Mr Straw began by lying. ‘I know nothing of a missing file,’ he said.
Surely he knew of the missing DHSS file belonging to Norman Scott, the gay lover of Liberal leader Jeremy Thorpe? Mr Straw changed tack. ‘I cannot say anything because of the Official Secrets Act.’
Hang on, we said. We knew that Barbara Castle had spoken to him about this file a few days ago. At this point Mr Straw changed tune altogether. ‘Yes I know of a missing file,’ he said, and repeated that he was bound by the Official Secrets Act. Then why did he lie when we first arrived? Straw replied: ‘I am not compromised personally in this matter.’ Looking distraught, he promised to take advice and to contact us within two or three days. He never did.
So concluded our first, unsatisfactory attempt to get the truth out of a man who would go on to become the present Foreign Secretary. He was then a special adviser to Barbara Castle, social services secretary, and there is overwhelming evidence that he had used his position to investigate the records of a private citizen for what can only have been party political advantage.
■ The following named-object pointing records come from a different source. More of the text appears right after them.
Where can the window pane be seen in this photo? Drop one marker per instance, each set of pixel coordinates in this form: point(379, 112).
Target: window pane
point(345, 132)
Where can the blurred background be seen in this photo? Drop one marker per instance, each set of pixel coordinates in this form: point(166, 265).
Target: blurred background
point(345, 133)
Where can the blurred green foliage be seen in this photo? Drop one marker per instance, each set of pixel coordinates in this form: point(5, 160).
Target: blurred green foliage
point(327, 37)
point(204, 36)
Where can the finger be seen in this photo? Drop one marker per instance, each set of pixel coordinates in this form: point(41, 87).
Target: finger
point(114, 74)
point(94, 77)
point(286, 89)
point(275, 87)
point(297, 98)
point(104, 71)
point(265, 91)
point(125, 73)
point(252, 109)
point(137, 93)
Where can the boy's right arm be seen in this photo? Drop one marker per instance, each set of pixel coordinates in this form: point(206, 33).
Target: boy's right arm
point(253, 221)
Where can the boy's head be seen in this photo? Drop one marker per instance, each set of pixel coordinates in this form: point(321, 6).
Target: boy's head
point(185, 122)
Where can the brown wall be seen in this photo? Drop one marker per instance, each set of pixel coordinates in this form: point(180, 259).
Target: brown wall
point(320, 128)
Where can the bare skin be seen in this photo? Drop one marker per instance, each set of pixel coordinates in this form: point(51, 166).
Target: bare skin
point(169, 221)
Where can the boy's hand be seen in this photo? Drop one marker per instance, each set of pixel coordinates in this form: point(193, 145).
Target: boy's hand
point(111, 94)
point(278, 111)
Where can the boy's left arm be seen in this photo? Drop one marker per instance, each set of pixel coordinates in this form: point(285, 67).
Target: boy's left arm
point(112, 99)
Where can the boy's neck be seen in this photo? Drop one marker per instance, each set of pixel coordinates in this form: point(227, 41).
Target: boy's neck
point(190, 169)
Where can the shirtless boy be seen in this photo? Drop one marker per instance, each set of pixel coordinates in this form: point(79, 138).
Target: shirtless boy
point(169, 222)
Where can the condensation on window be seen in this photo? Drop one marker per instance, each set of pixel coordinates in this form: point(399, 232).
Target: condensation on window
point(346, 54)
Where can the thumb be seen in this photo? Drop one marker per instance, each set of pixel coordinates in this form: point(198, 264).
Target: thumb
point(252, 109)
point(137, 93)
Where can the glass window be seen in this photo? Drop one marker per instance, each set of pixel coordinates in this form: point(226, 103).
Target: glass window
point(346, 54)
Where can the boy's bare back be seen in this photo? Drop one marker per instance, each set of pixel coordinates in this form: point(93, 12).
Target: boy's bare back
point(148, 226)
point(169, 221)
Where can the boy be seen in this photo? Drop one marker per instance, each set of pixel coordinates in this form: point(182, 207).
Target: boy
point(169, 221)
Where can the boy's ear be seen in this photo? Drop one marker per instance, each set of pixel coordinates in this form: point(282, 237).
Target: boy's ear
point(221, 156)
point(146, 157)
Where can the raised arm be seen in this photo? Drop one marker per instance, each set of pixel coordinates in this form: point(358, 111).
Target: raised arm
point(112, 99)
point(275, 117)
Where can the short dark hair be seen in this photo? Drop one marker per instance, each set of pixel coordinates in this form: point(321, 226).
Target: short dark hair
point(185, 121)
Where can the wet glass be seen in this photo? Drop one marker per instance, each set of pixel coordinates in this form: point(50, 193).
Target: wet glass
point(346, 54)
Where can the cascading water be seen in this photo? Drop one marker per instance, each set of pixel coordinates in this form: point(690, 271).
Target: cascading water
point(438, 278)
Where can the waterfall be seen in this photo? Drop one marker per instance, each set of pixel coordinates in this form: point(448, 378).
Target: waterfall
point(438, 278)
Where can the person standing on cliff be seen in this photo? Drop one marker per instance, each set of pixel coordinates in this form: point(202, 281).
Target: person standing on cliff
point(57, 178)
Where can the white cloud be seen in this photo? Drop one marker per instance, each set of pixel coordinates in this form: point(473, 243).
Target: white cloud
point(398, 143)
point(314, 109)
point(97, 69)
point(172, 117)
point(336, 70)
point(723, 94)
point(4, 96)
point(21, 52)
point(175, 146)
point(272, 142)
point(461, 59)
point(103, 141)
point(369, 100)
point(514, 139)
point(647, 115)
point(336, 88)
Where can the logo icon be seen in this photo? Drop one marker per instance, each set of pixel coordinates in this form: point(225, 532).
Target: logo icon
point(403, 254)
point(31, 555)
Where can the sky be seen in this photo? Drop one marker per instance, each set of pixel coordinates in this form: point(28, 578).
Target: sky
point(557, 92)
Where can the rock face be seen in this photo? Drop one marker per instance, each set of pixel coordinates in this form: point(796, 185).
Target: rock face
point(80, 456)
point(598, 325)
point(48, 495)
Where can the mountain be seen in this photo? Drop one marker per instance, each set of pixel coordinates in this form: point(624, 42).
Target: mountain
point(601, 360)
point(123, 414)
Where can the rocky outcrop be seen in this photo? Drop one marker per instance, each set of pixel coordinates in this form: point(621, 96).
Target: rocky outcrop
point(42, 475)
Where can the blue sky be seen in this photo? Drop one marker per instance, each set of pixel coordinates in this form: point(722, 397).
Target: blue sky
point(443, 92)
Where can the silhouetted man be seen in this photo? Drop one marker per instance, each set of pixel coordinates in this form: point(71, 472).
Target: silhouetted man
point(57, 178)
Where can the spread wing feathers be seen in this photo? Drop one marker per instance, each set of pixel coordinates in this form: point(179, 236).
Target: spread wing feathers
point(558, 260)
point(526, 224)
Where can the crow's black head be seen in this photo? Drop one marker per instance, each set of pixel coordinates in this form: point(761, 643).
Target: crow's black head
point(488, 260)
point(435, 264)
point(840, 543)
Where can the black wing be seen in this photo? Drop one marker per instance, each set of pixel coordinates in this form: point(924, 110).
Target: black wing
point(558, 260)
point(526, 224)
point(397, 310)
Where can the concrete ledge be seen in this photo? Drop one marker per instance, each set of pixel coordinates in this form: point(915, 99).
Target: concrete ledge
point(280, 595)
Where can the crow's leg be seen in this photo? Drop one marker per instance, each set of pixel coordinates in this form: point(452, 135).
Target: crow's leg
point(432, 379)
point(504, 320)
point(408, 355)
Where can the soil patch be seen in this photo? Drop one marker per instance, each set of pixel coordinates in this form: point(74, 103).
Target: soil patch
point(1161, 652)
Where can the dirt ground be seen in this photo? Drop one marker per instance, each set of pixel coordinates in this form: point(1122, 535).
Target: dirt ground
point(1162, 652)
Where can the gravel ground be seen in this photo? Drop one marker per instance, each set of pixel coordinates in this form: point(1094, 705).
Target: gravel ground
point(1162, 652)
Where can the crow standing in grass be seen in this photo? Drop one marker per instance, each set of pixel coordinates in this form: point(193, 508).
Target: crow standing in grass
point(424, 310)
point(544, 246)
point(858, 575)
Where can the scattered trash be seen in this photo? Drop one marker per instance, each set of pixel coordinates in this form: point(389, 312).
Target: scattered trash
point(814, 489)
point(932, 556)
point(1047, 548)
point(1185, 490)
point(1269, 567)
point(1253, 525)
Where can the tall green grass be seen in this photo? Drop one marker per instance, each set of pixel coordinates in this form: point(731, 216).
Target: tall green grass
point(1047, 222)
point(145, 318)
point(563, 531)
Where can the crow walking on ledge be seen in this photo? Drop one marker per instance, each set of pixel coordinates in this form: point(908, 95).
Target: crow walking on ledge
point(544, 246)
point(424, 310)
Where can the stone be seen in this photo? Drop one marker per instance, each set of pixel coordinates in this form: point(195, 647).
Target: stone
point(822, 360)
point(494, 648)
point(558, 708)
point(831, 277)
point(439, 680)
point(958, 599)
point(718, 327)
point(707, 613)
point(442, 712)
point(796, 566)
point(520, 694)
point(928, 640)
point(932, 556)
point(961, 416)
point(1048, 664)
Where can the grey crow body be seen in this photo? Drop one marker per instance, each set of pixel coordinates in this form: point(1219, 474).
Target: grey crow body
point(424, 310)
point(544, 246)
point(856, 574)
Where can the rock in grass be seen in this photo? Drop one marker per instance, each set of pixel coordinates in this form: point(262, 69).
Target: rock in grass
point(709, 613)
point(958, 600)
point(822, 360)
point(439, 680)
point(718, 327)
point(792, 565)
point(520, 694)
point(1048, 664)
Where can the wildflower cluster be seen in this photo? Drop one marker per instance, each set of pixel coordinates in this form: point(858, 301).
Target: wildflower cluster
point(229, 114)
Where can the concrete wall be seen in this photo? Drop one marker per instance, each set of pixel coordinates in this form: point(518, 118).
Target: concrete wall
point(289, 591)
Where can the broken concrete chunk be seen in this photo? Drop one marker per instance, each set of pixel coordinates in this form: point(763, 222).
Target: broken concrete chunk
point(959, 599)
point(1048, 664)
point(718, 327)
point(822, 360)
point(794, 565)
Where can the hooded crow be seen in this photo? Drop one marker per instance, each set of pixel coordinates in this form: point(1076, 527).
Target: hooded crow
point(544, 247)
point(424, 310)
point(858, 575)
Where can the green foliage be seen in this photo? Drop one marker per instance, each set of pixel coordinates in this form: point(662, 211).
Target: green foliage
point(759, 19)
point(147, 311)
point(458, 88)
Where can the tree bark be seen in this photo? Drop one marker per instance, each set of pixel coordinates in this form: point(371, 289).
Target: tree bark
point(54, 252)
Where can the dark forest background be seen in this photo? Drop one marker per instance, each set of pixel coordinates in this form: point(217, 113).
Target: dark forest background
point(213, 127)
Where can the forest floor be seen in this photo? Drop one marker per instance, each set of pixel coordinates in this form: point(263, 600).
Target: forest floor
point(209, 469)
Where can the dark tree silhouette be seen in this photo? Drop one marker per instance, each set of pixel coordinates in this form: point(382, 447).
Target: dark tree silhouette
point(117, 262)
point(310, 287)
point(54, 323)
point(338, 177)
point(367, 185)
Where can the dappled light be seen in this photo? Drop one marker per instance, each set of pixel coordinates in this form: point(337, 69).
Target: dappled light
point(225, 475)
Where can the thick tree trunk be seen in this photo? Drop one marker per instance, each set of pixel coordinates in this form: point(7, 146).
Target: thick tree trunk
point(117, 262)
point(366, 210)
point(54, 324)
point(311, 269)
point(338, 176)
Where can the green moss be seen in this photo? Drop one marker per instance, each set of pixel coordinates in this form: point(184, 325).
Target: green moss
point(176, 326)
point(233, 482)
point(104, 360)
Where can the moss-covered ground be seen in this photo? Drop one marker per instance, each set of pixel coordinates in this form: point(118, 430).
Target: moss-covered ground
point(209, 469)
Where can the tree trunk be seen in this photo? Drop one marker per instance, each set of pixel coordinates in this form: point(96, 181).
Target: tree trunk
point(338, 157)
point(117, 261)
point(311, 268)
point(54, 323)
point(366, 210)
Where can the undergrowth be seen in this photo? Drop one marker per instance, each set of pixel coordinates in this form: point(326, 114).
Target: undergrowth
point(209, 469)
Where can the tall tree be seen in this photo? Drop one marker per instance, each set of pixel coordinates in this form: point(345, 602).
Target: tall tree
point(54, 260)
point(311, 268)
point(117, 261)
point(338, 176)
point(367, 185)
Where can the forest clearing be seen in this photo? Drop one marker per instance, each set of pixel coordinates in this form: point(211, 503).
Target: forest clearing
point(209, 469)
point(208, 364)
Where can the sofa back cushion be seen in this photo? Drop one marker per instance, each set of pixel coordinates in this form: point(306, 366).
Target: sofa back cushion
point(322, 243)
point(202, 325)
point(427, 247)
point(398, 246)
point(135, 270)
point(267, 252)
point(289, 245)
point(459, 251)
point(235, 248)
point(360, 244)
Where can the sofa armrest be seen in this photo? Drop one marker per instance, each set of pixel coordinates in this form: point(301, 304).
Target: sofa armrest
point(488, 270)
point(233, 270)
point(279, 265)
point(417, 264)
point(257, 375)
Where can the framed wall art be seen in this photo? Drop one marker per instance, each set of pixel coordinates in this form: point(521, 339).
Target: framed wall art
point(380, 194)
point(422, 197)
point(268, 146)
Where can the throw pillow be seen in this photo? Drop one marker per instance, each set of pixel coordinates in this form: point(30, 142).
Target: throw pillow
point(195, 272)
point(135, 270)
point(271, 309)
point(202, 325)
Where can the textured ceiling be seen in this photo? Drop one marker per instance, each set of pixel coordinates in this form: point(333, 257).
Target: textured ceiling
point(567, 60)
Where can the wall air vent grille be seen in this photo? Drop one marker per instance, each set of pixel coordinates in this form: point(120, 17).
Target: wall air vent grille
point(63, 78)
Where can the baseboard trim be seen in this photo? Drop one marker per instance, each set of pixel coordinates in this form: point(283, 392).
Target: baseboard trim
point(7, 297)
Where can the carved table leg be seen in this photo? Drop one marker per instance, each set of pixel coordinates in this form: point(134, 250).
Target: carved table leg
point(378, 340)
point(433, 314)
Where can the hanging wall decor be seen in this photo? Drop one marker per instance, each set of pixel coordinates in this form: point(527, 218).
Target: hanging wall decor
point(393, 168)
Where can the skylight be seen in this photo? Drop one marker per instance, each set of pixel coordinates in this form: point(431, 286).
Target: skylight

He had been looking into the affairs of Norman Scott because in January that year, in a Barnstaple courtroom, the male model announced the curious fact that his National Insurance stamp had been paid by his employer, Jeremy Thorpe.
Thorpe had been his gay lover, said Scott, and had tried to have him murdered (though the hitman, you will recall, succeeded only in killing the Great Dane, Rinka).